Sabtu, 27 Desember 2008

Jum'at, Sabtu, Minggu

Dear Pembaca yg percaya kepada para utusan Tuhan,

Tujuan penulisan ini, bukanlah untuk membuat keonaran. Bukan juga untuk menimbulkan kebingungan. Melainkan hanya uraian dari sebuah penelusuran. Penolakan langsung adalah hak azasi, penerimaan langsung juga tak berarti. Meskipun dengan sadar akan mengusik sesuatu yg diyakini sejak lahir, namun kejujuran berfikir menjadi faktor penting dalam mencari bahan renungan dalam pencarian, hingga kita dapat melengkapi referensi yg ada, guna menelusuri sumber yg jernih, dari sebuah kekeruhan peradaban.

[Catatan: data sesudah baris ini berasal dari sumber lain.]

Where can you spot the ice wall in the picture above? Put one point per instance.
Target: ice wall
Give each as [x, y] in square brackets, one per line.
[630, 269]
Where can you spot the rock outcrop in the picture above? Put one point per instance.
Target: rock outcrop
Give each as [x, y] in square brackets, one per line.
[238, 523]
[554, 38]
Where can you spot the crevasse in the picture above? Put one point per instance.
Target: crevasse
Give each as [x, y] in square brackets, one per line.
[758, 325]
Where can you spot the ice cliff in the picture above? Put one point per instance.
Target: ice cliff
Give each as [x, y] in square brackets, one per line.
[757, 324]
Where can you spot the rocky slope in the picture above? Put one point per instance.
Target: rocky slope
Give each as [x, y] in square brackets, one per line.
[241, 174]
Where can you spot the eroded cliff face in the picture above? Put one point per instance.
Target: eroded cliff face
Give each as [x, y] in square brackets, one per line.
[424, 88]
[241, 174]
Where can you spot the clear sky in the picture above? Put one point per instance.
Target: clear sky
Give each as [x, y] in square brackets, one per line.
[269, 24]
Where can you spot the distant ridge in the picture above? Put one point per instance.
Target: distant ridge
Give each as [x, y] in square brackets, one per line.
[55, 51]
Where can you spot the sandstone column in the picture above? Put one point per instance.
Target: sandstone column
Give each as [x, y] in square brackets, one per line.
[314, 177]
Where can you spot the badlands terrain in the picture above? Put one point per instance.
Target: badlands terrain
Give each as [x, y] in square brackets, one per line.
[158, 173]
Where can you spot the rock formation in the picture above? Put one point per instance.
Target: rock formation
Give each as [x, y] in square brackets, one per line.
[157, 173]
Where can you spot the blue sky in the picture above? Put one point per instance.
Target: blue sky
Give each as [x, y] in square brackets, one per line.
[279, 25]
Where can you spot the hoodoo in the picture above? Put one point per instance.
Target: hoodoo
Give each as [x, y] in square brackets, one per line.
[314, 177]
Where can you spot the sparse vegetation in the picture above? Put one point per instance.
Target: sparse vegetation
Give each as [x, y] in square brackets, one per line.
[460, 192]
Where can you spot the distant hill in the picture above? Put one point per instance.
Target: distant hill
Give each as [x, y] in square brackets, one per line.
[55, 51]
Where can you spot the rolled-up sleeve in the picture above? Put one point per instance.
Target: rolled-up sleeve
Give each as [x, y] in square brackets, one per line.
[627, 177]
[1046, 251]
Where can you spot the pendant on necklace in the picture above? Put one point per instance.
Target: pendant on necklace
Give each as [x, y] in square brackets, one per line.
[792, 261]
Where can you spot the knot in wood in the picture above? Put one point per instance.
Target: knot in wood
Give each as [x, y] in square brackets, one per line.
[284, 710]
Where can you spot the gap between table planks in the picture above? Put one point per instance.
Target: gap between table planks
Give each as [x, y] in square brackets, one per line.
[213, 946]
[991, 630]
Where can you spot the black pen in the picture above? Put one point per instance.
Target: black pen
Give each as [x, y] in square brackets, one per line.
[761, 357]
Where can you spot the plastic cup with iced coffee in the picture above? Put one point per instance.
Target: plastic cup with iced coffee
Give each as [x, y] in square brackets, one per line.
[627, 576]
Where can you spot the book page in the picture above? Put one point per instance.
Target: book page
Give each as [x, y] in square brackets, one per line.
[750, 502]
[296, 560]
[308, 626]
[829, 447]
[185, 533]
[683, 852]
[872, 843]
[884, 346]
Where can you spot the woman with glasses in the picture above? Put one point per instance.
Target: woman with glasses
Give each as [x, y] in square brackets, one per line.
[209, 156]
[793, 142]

Seperti keruhnya air sungai Ciliwung, hitam kotor dan semerbak tak sedap. Hanya penelusuran kehulu yg dapat memberikan air yg lebih jernih. Karena ditengah jalan, terlalu banyak lumpur, air buangan dan kotoran yg masuk ke sungai dari orang2 yg tidak bertanggung jawab, bercampur dengan sumber dari mata air yg jernih, hingga setibanya dibagian hilir menjadi hitam pekat seperti kegelapan. Demikian dan selalu demikian perumpamaan sebuah ajaran dan faham yg ada pada kehidupan.

Adapun diceritakan proses penciptaan alam semesta didalam Al-Kitab pada Kitab Kejadian, setelah dalam 6 hari (masa) Tuhan mencipta, maka masuklah kepada hari yg ke 7. Tuhan beristirahat. Disitu bukan berarti Tuhan lelah, tetapi masa itu dijadikan tanda bahwa Tuhan selesai dari proses penciptaan atas segala sesuatu pada hari ke 7. Inilah hari yg dimuliakan, hari terakhir, hari ke 7.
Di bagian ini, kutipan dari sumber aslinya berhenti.